Tamam canım diyerek Ela yanından uzaklaştı. Aradan 15 dakika geçmişti. telefonuna bilinmeyen bir numaradan mesaj düştü. Telefonunu eline aldı, Açmak üzereyken telsizsizden ''112 istasyonu cumhuriyet kavşağında trafik kazası 50 yaşında erkek ağır yaralı , bir hamile kadın. tekrar ediyorum cumhuriyet kavşağı trafik kazası 2 yaralı var çıkış yapın, tamam.'' sesini duydu. Telefonunu cebine attı. Elay'la birlikte ambulansa koşarken Mert'in sigara içtiğini gördü. Mert'e doğru;

Mert cumhuriyet kavşağı trafik kazası koş haydi! diyerek ambulansın arkasına yerleşti.





Yarım Saat Sonra...

Vera gerçekten de kendini perişan hissediyordu. Ne yazık ki hamile kadın da yaşlı adam da hayatını kaybetmişti.Kurtaramamışlardı.Vera hıçkıra hıçkıra ağlamak istiyordu. en çok ölümler yaralıyordu onu. Mesleğini bazen, en çok bu ölümler yüzünden dayanamayacağını hissettiğinde bırakmak istiyordu. İstasyona dönmüşlerdi. Üçü de sessizlerdi.

Ellerindeki kanları yıkamışlar üzerlerini değiştirmişlerdi. Karınları açtı, lakin yemek yiyebilecek halde değildi hiçbiri. on beş yirmi dakika kadar öylece boşluğa dalarak oturdular. Mert 'ben bir sigara içip geliyorum kızlar siz de yemek söyleyin ne yerseniz bana da ondan ''dıyerek odadan dışarı çıktı.

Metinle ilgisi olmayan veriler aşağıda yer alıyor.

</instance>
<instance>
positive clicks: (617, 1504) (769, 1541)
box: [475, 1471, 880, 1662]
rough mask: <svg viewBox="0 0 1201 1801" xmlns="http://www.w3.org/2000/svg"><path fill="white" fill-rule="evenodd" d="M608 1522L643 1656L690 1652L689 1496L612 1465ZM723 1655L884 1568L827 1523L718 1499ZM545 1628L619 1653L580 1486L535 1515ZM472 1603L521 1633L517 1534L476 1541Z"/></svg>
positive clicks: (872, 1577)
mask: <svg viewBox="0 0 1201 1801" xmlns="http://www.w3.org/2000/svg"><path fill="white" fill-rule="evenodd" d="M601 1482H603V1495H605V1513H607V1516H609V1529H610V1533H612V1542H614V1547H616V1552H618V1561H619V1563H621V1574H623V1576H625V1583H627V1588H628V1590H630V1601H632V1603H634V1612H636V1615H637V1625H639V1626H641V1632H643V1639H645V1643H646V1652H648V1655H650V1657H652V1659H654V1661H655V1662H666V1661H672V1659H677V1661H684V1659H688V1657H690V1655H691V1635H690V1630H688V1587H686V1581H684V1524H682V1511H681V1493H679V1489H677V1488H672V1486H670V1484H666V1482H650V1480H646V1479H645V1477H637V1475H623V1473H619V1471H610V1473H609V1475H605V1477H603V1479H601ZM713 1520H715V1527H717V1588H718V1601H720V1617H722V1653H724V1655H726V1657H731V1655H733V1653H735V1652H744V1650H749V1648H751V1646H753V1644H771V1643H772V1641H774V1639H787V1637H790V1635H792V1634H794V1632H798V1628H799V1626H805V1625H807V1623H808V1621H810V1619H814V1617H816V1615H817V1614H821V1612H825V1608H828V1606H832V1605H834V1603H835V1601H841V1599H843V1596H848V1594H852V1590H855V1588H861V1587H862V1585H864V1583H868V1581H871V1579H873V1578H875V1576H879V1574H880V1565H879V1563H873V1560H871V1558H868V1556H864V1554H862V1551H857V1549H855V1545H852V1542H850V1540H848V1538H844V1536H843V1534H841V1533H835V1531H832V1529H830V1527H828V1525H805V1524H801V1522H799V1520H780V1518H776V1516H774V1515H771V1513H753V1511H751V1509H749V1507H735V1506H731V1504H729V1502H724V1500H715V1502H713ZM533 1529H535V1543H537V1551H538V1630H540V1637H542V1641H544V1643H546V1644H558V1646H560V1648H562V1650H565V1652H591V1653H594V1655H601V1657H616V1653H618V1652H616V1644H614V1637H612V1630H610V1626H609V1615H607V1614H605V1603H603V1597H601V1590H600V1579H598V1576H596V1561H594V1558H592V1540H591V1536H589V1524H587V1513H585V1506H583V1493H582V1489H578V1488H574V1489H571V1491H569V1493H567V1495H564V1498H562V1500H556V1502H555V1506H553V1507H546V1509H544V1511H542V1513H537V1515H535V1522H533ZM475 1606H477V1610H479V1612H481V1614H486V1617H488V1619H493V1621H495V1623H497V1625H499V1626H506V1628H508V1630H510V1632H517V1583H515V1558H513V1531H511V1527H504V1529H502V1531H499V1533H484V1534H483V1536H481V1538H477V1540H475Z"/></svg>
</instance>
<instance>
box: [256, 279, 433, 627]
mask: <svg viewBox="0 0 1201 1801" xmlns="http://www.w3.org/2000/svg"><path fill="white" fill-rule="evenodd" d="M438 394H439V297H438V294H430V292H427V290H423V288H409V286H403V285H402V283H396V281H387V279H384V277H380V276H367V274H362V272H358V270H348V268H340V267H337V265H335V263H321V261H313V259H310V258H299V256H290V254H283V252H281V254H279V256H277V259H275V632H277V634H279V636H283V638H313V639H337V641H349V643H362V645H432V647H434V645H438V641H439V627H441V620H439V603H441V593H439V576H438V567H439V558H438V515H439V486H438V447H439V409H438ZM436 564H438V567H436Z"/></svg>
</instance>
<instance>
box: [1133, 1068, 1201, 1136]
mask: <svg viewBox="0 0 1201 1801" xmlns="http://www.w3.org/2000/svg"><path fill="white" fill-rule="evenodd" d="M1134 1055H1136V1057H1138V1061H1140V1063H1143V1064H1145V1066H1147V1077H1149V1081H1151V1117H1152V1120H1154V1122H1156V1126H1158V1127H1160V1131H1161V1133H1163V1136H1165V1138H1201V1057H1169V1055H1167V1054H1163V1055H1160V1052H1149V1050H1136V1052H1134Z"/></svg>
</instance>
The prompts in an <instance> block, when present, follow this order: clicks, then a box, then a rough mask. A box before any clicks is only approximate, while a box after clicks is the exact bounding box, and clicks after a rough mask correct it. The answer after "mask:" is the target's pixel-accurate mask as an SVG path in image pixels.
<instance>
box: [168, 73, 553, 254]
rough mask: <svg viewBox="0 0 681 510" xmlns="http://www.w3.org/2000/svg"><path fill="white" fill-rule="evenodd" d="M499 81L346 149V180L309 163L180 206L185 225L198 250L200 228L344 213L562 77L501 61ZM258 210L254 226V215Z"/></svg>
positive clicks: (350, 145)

Ela ''Vera ne istersin benim pek iştahım yok o yüzden tost gibi bişeyler söylesek olur mu ?''aslında Ela Vera'nın da birşey yiyemeyeceğini biliyordu fakat işleri buydu ve takılı kalmamaları gerekiyordu. çünkü birazdan telsizden yine arayabilir başkalarına yardıma koşabilirler ve güçten düşmek gibi bir lüksleri yoktu. ''Olur Ela tost söyle mert tam yer ona göre sipariş ver yoksa bizimkilere göz diker biliyorsun ' diyerek tebessüm etti .'Ah! iyi hatırlattın geçen defa resmen onunu yüzünden aç kalmıştım. tam söylüyorum ona da o zaman pisboğaz şey 'diyerek elinde telefonu ile uzaklaştı.Vera kafasını geriye attı, gözlerini kapattı, 'Allah'ım canı veren sen alan sen En İyisini sen bilirsin Amin.'dedi ve gözlerini açtı.